Son amie ne lui avait rien dit sur le fait de rencontrer un homme avant cela, mais ensuite Angélica savait que ses amies se rencontraient sans elle. Elle était lentement exclue du cercle d'amies.
« Félicitations ! Qui ? » demanda Angélica avec curiosité.
« Seigneur Allen. » Elle ondula les sourcils.
Angélica tentait de se rappeler tous les Seigneurs qu'elle connaissait, mais elle ne se souvenait que de quelques noms. Contrairement à ses amies, elle ne s'intéressait pas aux hommes ni au mariage.
À l'expression de Véronique, elle pourrait dire que Seigneur Allen était un homme riche et puissant. C'était ce que toutes ses amies désiraient chez un homme, et elles se faisaient concurrence pour trouver l'homme avec le statut social le plus élevé.
Hilde visait la couronne et elle attendait avec impatience l'arrivée du nouveau roi.
Natasha s'éventait avec une expression désintéressée. Angélica sentait la jalousie dans l'air. Depuis qu'elles étaient en âge de se marier, ses amies n'étaient plus aussi agréables à fréquenter.
« Je suis heureuse pour toi, » dit Angélica à Véronique.
Soudain, le son des trompettes retentit à l'entrée, et l'arrivée du roi fut annoncée. Abruptement la salle se tut, et tous les regards se tournèrent vers l'entrée.
Angélica et ses amies étaient aussi curieuses de voir le nouveau roi. Leurs yeux étaient fixés sur la porte.
Bientôt, un jeune homme entra et toute l'atmosphère de la pièce se transforma. En le voyant, les yeux s'écarquillèrent, les bouches s'ouvrirent, et les souffles se suspendirent.

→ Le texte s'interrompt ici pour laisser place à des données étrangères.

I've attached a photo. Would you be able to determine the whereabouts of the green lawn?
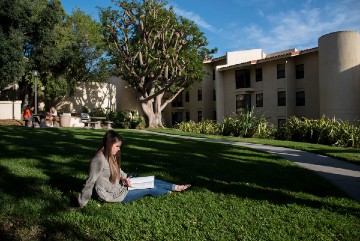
[149,128,360,165]
[0,127,360,240]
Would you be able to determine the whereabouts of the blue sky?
[61,0,360,57]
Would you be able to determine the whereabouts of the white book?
[128,176,155,190]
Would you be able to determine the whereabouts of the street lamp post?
[33,70,39,115]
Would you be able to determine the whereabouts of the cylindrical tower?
[319,31,360,122]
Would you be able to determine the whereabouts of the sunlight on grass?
[0,127,360,240]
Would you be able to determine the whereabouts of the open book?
[128,176,155,190]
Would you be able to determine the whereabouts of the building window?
[278,91,286,106]
[171,112,182,125]
[185,111,190,121]
[296,91,305,106]
[198,89,202,101]
[295,64,304,79]
[185,91,190,102]
[235,69,250,89]
[277,64,285,79]
[236,94,251,113]
[278,118,286,127]
[256,93,263,107]
[198,110,202,122]
[171,93,183,107]
[255,68,262,82]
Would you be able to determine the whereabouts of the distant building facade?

Bien qu'elle ne puisse voir qu'un côté de son visage, elle était fascinée. Sa beauté était surnaturelle et contrairement à tout ce qu'elle avait vu auparavant. Il avait une aura qui commandait l'attention et le respect, mais aussi éveillait la peur et l'excitation.

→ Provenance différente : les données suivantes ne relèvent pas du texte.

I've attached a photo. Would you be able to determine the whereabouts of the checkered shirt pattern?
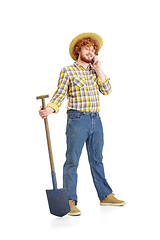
[47,62,111,112]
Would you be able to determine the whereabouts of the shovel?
[36,95,70,217]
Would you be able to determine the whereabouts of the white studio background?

Il marchait avec tant d'élégance, comme si de la musique jouait en arrière-plan. Ses longs cheveux foncés tombaient sur son dos et une couronne dorée trônait sur sa tête. Sa robe royale en velours rouge était ornée de broderies dorées et traînait derrière lui sur le sol. Six hommes le suivaient à l'intérieur, chacun aussi beau que lui de profil.
Angélica et ses amies étaient confuses. Elles ne savaient pas qui admirer, mais la confusion s'estompa rapidement lorsque le roi alla s'asseoir sur son trône et que les autres hommes se tournèrent, révélant leurs visages en entier.
Maintenant, il n'y avait plus qu'un seul visage qui captait l'attention de tous. L'homme au visage à moitié déformé.